昔は、電波障害等を受ける事もあった(Z750GP等)ようだが、過去の話。
四輪では当たり前の直噴エンジンなどは、インジェクションでなければ成立しないし、今は、時代の要請から考えると、不可欠な技術と言っても過言ではない。
インジェクションも最近のモデルは、インジェクターを複数装備したりして回転域に応じて使い分ける工夫も進んでおり、全域で狙った空燃比の燃料供給が行えるようになっており、進化は留まるところを知らないようだ。
しかし、個人的には、未だにキャブレターの方が好み。
理由は、なによりも自然だから。自然、ナチュラルが一番である。キャブでの燃調は、ジェット、ニードル類の調整で行うが、運転条件が変わっても機械的な変更は利かないために、インジェクション程理想の燃料供給が行えないと言われたりしているが、それでもキャブの方が道理に合っていると思う。
キャブは現象的な負荷応答デバイスであり、瞬間における空気流れに応じた気化が連続的に行われている。特に、キャブレター=気化器であり、負圧に応じて気化噴出するのがキャブレター。気化器と言われる所以は、噴射燃料の液滴サイズである。これは10ミクロンアンダーであり非常に微細な燃料がポート内空気に混合されるのがキャブレターである。
インジェクションは加圧噴出器であり、液滴サイズはノズル系と噴射圧によって決まるが、緻密なモノで液滴サイズは80ミクロン、通常市販車では100ミクロン台だったりする。
インジェクション車では、この問題を解決するために高圧噴射を採用したり、噴射ノズル前面にミキシングプレートを設けたり、或いは、補助用のマイクロインジェクターを設けたりしている。

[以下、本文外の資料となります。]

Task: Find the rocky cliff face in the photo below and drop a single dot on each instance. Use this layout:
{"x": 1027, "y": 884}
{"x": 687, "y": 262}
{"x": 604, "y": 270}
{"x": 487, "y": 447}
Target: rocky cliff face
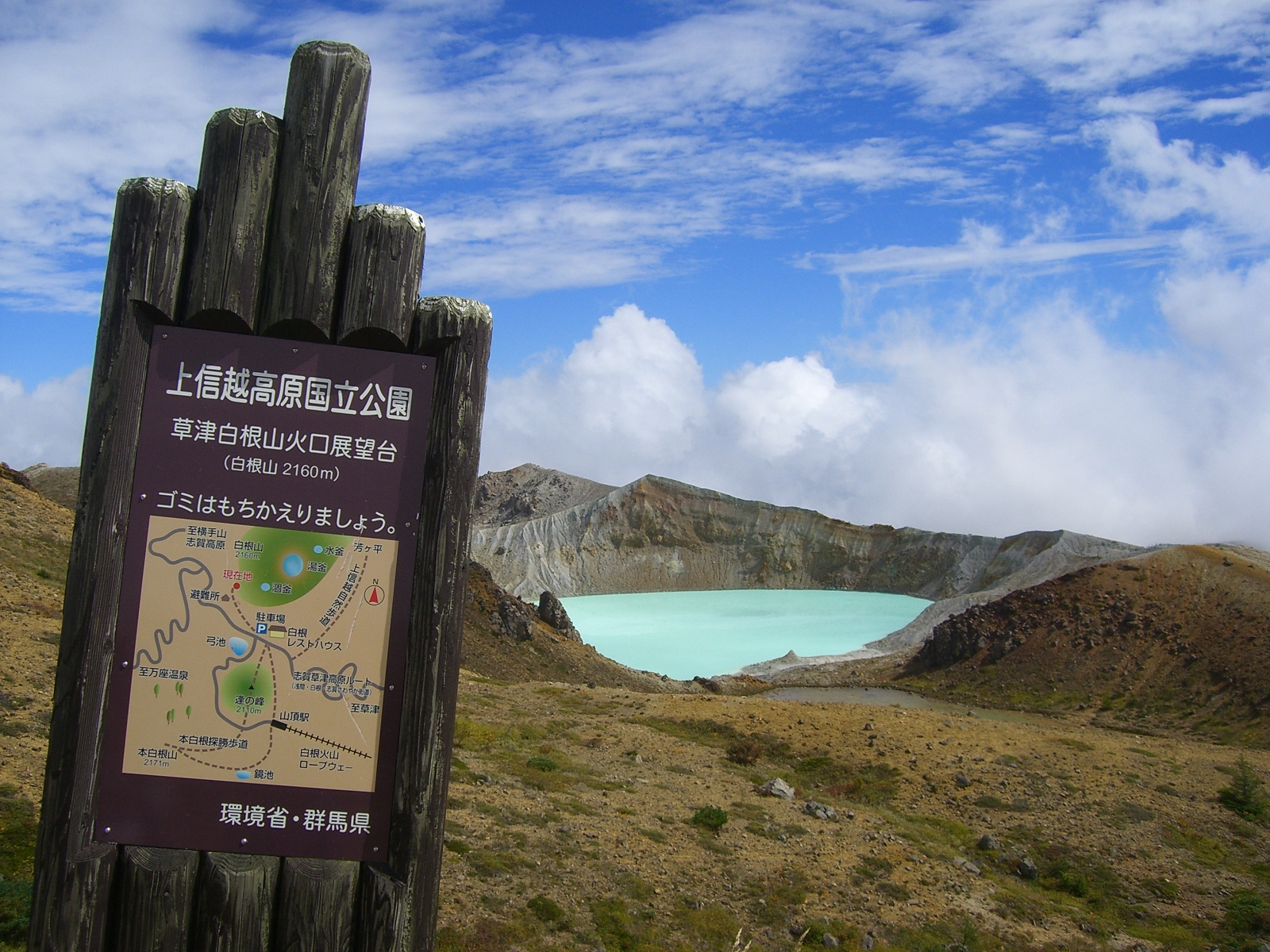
{"x": 657, "y": 535}
{"x": 530, "y": 492}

この液滴サイズの差、小さくないのだ。10ミクロンの液滴と100ミクロンの液滴、直径が10倍ということは、容積で1000倍である。インジェクションの1滴は、キャブの1000滴に相当するわけだ。この差は小さくない。当然、液滴が微細な程、燃焼は素早い。これがレスポンスの良さ、ドンツキの無さに大きく影響する。過途特性については、キャブレターの方が扱いやすい理由の一つだ。勿論、現行のインジェクションだって何の不平も問題も無いけど、原理的にエンジンが欲する量を自然の法則に従って吸引するという機構が実にスマート。モノとして自然の摂理を上手く利用する方が格好いい。ということで、個人的には、キャブレターの方が好み。
特に、スポーツバイクでは絶対出力よりも過途特性の自然さが重要であり、スポーツバイクを買うなら過途域重視。すると出来ればキャブ車が理想。
現時点での次期愛車候補は、CBR900RR(SC28、SC33後期)、VTR1000Fだけど、何れもキャブ車だ。